Jamie leans in and kisses you softly. The fluke scrapes your lips. “Elisile,” they say, never breaking your gaze, “hold them down.” 
You fight but you don’t win. The last time you saw Elisile, he let you go. If he’d used even a fraction of his strength back then, you’d never have left New Ridgeway. It’s easy for him to wrestle you down to the asphalt no matter how you kick and writhe. He straddles your waist and there’s no moving him, no bucking him off. He looks light but his weight is crushing, and it’s effortless for him to hold your wrists down on either side of your body. Jamie crouches above your head and you see them upside down, leaning over you. They turn your head to the side, hard asphalt digging into one of your cheeks. Their fingers pinch and play with your exposed ear, stroking the lobe.
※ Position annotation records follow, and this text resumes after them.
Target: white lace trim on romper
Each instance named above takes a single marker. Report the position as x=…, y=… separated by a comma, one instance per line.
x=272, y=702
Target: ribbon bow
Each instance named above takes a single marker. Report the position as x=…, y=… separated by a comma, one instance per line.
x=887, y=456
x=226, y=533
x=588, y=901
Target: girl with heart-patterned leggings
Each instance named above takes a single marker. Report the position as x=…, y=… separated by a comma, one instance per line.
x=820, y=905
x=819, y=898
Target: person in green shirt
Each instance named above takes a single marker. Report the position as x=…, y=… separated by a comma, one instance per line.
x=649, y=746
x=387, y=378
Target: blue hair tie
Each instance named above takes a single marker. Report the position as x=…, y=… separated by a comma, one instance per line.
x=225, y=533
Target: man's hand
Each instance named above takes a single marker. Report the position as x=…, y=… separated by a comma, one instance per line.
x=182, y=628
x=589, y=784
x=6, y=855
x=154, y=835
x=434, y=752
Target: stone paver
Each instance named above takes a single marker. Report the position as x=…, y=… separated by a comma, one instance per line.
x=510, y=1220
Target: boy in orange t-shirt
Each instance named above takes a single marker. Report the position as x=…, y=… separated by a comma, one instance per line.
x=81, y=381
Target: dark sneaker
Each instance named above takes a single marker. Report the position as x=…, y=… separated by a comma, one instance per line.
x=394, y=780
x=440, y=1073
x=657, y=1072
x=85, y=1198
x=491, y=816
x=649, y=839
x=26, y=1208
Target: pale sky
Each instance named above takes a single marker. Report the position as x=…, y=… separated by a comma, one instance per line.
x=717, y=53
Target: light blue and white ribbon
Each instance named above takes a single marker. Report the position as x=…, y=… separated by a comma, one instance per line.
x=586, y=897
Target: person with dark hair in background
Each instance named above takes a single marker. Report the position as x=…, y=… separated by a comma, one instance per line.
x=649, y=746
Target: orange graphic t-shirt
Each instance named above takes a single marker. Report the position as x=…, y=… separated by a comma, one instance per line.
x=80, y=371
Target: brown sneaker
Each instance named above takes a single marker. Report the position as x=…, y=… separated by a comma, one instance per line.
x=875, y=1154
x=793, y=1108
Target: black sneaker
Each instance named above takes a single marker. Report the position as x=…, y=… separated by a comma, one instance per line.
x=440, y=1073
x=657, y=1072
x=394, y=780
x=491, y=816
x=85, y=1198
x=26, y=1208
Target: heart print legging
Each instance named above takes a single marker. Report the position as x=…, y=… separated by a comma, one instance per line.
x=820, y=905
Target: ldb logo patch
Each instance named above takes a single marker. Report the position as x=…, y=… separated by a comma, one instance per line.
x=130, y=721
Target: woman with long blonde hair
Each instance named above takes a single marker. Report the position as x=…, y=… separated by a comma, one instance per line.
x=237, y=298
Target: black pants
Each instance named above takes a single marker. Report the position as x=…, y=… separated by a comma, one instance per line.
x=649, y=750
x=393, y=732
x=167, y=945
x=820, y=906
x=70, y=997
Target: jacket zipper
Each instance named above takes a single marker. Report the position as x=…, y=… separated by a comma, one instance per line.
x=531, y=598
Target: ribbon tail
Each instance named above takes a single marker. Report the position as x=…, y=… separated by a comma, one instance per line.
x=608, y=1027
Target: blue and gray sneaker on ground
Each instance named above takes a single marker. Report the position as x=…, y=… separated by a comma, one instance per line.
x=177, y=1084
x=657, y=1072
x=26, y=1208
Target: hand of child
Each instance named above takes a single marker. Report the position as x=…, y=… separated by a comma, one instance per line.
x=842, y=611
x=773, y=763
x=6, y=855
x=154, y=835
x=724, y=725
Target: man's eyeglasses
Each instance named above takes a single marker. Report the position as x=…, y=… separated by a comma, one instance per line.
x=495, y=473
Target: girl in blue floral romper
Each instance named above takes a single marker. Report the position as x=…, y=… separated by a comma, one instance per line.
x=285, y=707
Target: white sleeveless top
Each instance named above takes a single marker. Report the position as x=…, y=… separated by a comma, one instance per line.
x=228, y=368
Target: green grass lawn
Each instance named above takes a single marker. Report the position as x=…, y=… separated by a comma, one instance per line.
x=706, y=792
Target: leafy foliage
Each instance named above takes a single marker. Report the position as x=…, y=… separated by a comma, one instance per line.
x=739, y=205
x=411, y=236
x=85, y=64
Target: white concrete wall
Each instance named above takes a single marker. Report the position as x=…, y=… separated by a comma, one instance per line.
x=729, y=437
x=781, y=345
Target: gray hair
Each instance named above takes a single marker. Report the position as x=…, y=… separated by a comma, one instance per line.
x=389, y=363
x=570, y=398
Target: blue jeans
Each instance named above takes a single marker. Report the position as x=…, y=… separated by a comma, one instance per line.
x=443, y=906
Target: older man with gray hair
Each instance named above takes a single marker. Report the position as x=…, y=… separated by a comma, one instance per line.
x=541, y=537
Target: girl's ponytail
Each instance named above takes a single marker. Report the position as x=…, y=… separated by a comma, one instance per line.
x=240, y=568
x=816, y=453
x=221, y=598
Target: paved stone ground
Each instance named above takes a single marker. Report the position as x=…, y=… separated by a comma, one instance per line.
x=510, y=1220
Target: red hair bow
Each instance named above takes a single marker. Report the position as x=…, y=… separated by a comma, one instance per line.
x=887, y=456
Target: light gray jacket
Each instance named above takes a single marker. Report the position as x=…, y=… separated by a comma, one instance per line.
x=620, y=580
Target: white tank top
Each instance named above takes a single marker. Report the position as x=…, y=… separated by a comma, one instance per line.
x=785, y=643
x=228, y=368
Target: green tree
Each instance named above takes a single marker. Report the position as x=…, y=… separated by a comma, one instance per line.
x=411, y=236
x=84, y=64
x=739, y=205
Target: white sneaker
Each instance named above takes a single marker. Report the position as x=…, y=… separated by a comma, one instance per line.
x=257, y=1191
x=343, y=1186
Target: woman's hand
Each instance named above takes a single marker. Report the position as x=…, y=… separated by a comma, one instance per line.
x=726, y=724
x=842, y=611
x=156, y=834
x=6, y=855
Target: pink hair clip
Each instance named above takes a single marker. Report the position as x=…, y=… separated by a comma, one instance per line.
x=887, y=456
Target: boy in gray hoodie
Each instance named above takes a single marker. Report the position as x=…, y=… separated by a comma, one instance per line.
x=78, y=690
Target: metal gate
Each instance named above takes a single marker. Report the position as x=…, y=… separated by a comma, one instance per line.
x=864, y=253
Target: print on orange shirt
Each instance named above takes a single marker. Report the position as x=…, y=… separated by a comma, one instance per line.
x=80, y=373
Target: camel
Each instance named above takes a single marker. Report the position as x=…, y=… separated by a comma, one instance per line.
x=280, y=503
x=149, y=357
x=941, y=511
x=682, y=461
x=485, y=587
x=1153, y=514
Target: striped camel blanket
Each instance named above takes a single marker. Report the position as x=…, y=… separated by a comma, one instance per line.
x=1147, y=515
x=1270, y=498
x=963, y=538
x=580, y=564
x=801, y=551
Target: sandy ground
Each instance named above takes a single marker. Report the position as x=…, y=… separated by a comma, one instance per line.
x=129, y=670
The God of Nelton squirms anxiously. You feel it calling out to Jamie’s fluke, that spindly connection unfurling, before it suddenly snaps. Cut off, you think. The fluke—and Jamie, by extension—are unwilling to compromise.
“I don’t want to cause permanent damage,” Jamie murmurs. Their thumb rubs up and down, caressing the dips of your ear. 
“You don’t need to,” Elisile assures them. “Just a short, deep sleep, so travel is safer. Can’t have your beloved getting lost.” 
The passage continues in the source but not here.